As cleantechs são o mercado do futuro. A ideia de que a única função de uma empresa seja vender ficou totalmente no passado - hoje, deve estar embutido em seu propósito uma função social, deixando clara a preocupação com a comunidade e com o meio ambiente. É para virar o jogo que se desenha - de um mundo literalmente se deteriorando - que iniciativas como as cleantechs se sobressaem.

Mas afinal, o que são de fato as cleantechs? 

Também chamadas de “startups verdes”, essas empresas cuidam, sobretudo, da sustentabilidade na sociedade, utilizando a inovação como alicerce para melhorar o desempenho dos negócios, principalmente reduzindo desperdícios e custos.

Seu objetivo é justamente: a sintonia entre o crescimento do mercado e a eliminação do impacto ecológico negativo. Tudo isso com um crescimento calculado: especula-se que, em 2022, essa indústria movimente aproximadamente US$ 2,5 trilhões, conforme dados do Smart Prosperity Institute.

Os 8 setores de atuação das cleantechs, quais seus benefícios e, juntos, no que eles resultam? 

De acordo com a Kachan, uma consultoria e publicação focada no setor, existem oito grandes nichos, que se subdividem em outras subcategorias, e que desembocam em uma visão de futuro de um mundo mais sustentável:

Ar & Meio Ambiente

Subcategorias: cultivo, agricultura em ambiente controlado, silvicultura sustentável, criação de animais e agricultura.

Água

Subcategorias: produção, tratamento, distribuição, eficiência no uso da água, monitoramento e conformidade.

Ar & Meio Ambiente

Subcategorias: controle de emissões, biorremediação, reaproveitamento de resíduos, monitoramento e conformidade.

Armazenamento de Energia

Subcategorias: sistema de armazenamento químico, sistema de armazenamento térmico, sistema de armazenamento mecânico e sistema de armazenamento elétrico.

Eficiência

Subcategorias: redes inteligentes (smart grids), arquitetura verde (green building), cogeração, semicondutores e sistemas de consumo colaborativo.

Energia Limpa

Subcategorias: eólica, solar, combustíveis renováveis, energia dos oceanos, biomassa, geotérmico, células de combustível, resíduos, nuclear e hídrica.

Indústria Limpa

Subcategorias: inovação em materiais, inovação em design, inovação em equipamentos, processos produtivos, monitoramento e conformidade e embalagem ecológica.

Transporte

Subcategorias: veículos, gestão de tráfego, infraestrutura e abastecimento/carregamento.

Tudo isso desemboca no que chamamos de smart cities - as cidades inteligentes!

Na projeção perfeita, uma smart city utilizaria dispositivos conectados para monitorar e gerenciar todos os seus espaços públicos. Por exemplo, existem modernos sistemas de videomonitoramento que possibilitam acompanhar o fluxo de veículos e ter uma atuação mais rápida em casos de acidentes e de crimes. Assim, a população passa a contar com serviços de segurança pública de melhor qualidade.

De acordo com o Cities in Motion Index, existem nove variáveis consideradas para indicar o nível de inteligência de uma cidade.

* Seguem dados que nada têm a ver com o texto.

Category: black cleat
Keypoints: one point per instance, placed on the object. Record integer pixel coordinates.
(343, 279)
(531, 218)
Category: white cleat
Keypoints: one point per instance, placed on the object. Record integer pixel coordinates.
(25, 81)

São elas: capital humano, coesão social, economia, meio ambiente, governança, planejamento urbano, alcance internacional, tecnologia e mobilidade e transporte.

Londres é um ótimo exemplo em mobilidade urbana; Nova Iorque se destaca no quesito planejamento urbano; Amsterdã tem um exímio alcance internacional; e outras cidades que podem ser citadas como exemplo são Paris, Reykjavik e Tóquio.

No Brasil, podemos citar São Paulo, Rio de Janeiro, Curitiba, Brasília, Salvador e Belo Horizonte. Para exemplificar, vejamos Curitiba: desde 2014, a cidade tem uma frota de Ecoelétricos - um veículo de baixo impacto ambiental, projetado para reduzir a emissão de gases nocivos ao clima - e com isso, poupou 12.264 kg de gás carbônico, imensamente prejudiciais à atmosfera.

Outro destaque é Salvador, que investe em tecnologias como semáforos inteligentes, sensores de encostas, pluviômetros automáticos, estações de monitoramento de qualidade do ar e smart grids (redes elétricas inteligentes).

Cleantechs no Brasil

Segundo o Mapeamento do Ecossistema de Startups de Cleantech no Brasil, o país conta com 136 empresas do ramo. O setor recebe investimentos anuais, inclusive com um comitê voltado ao segmento dentro da ABStartups.

Em quais regiões as cleantechs estão localizadas? Quais são suas características? Como estão os investimentos? E os principais desafios? Aqui no cassino online da Betway montamos este infográfico que te conta tudo isso. Confira!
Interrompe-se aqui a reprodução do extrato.